The Philippines will lower its oil import tariff to mitigate the impact of high world crude prices but has ruled out suspending a higher sales tax on energy products to keep its fiscal reform program on track.
"What we have looked at and decided is the tariff adjustment, as prices of crude increase, we can allow for an adjustment, that's a reduction in the tariff duty on crude," Finance Secretary Margarito Teves told reporters.
"It's a sliding scale formula, in other words, if the price of crude oil is at a certain level, we can adjust this by one percentage point.

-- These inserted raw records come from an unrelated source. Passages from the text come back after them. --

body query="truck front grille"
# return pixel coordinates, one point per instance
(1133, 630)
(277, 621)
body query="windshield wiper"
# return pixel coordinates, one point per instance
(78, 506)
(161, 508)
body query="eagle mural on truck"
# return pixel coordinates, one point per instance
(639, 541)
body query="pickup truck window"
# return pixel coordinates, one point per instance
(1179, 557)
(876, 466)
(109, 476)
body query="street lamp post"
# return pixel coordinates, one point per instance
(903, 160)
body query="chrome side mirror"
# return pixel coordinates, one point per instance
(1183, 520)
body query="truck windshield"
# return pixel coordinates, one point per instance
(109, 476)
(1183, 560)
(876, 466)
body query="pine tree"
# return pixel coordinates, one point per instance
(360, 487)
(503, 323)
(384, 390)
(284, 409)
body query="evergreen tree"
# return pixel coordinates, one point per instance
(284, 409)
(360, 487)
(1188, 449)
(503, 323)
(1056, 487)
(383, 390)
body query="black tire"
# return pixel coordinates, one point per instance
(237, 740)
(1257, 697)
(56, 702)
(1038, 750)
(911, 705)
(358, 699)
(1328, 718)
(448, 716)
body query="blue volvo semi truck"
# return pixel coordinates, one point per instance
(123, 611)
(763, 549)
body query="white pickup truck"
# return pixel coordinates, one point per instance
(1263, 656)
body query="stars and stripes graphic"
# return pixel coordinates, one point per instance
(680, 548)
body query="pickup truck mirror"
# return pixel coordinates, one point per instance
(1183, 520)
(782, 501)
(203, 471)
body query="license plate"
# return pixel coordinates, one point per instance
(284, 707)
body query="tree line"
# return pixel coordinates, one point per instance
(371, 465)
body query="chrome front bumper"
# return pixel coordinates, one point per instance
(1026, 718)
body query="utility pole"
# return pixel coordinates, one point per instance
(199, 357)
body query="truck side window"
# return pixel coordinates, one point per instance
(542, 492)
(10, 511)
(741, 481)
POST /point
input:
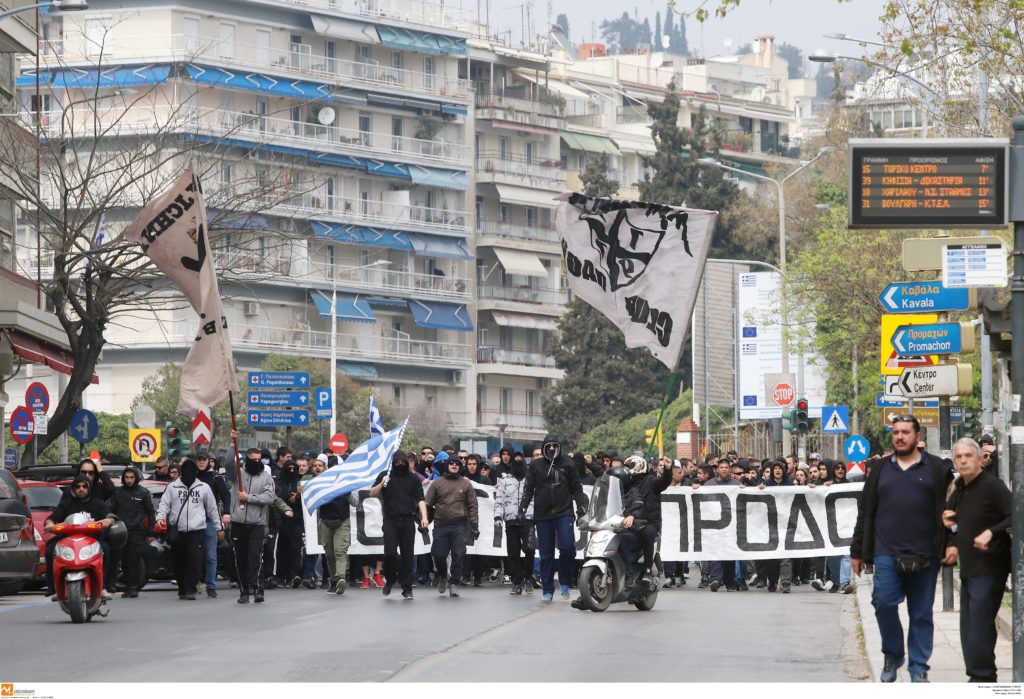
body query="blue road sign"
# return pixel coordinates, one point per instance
(279, 380)
(882, 401)
(325, 403)
(84, 426)
(924, 297)
(856, 448)
(37, 398)
(940, 338)
(835, 419)
(266, 399)
(279, 418)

If it still goes up to another level, we can adjust it to two percentage points."
The poor Southeast Asian country, which imports nearly all its daily oil requirement of 330,000 barrels of oil per day, currently has an import tariff of 3 percent.
Teves has previously said that suspending or lowering the oil import tariff would cost the government roughly 3 billion (€466 million) pesos to 12 billion pesos in revenues.
With oil around $73 per barrel, the Philippine government has come under pressure to act over crippling energy costs but Teves said relief measures would not include temporarily lifting a higher value-added tax (VAT) on oil products.
The VAT is the centerpiece of President Gloria Macapagal Arroyo's efforts to raise revenues, increase much-needed expenditure on infrastructure and reduce borrowing costs on the country's $76 billion debt.
The VAT on oil products was expected to raise 30-35 billion pesos, or 40 percent of the estimated 75 billion pesos additional revenue from the higher tax this year.
Tim Condon, head of Asian financial market research at ING, said on Tuesday any move on the import tariff would be revenue neutral.